12/11/2009, 11:16 PM
Anybody heard of bad things happening around the two year mark from dosing calcium chloride? I was reading on wetwebmedia the other day that there's a large chance that chloride ions over time can play havoc on stability....up to and including loss of sps. This is news to me. I've been dosing Seachem's reef advantage calcium successfully for two years with no ill effects. I do have a brand new calcium reactor that will be set up after the holidays when I have more time, but was very interested in knowing if what I've been doing was playing with fire.

Any chemists in the group?

Frick-n-Frags
12/12/2009, 07:09 AM
regular water changes should dilute buildups of chloride to a reasonable steady state level. if you dont ever do water changes, yes, you will increase the proportion of chloride ions constantly, and it makes sense that there is a point where there is too much and bad things happen.

Alex T.
12/12/2009, 01:23 PM
I'm pretty religious about performing a 15 gallon water change every week.
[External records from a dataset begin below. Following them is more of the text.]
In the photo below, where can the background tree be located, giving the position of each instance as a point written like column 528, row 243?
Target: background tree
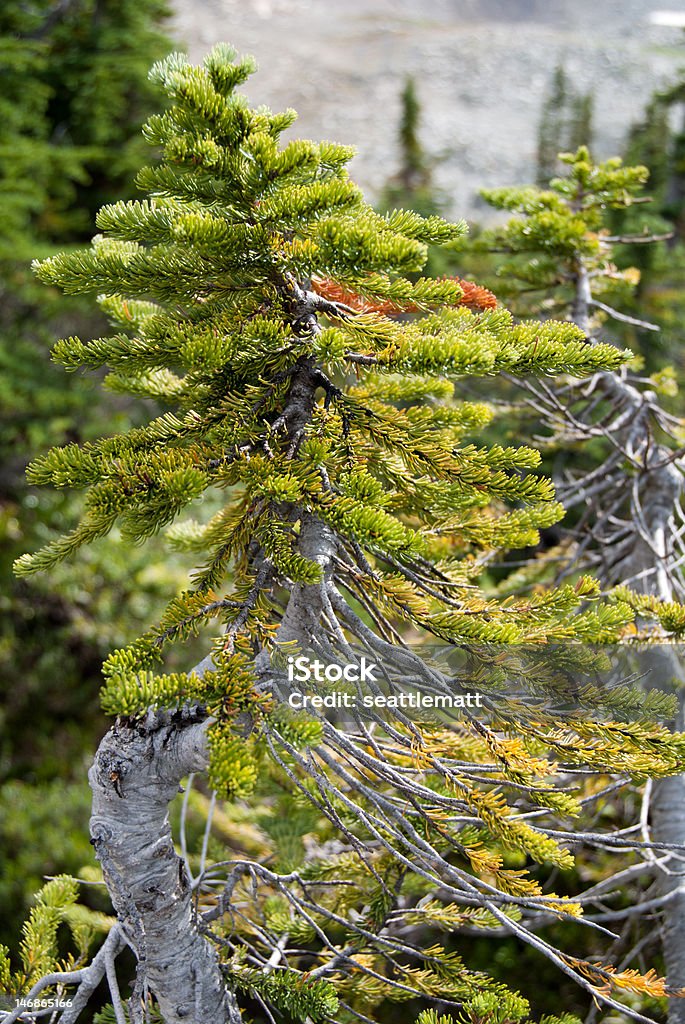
column 350, row 513
column 75, row 88
column 616, row 451
column 565, row 123
column 74, row 92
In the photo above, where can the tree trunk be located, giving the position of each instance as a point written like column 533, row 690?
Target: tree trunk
column 135, row 775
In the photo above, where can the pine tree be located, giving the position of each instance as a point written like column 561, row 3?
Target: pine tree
column 621, row 467
column 356, row 505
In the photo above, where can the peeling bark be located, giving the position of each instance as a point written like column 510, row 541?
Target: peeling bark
column 135, row 775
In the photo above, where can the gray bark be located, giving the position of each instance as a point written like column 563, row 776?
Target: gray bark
column 651, row 567
column 135, row 775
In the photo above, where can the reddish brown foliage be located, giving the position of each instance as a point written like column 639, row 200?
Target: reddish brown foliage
column 473, row 296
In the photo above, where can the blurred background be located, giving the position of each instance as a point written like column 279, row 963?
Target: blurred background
column 440, row 97
column 483, row 71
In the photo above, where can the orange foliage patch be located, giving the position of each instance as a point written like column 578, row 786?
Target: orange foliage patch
column 473, row 296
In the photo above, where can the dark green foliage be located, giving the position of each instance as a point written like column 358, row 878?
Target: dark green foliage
column 74, row 91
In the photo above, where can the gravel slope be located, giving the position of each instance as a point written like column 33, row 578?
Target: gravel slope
column 482, row 68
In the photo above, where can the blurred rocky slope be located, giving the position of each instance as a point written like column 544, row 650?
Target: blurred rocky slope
column 482, row 69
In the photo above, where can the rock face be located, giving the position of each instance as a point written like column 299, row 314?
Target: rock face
column 482, row 69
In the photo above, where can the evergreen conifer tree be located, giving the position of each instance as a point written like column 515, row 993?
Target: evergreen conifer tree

Either I have to up the amount, or go with a calcium reactor.

Frick-n-Frags
12/12/2009, 01:39 PM
sounds like you are ok

there is like 29,000ppm chloride or something retarded like that. the small % of ppm you add from Ca(Cl)2 dosing keeps getting cut by that waterchange, and it levels off a small % high, but even 1000ppm is a small % for chloride.

on paper, a Ca reactor really is the way to go. it adds Ca and carbonate, both of which get re-assembled into new coral skeletons. net garbage stuff: zero nada

2-part adds extra sodium and chloride. so if you dont change that water, you end up with table salt instead of sea salt somewhere down the road.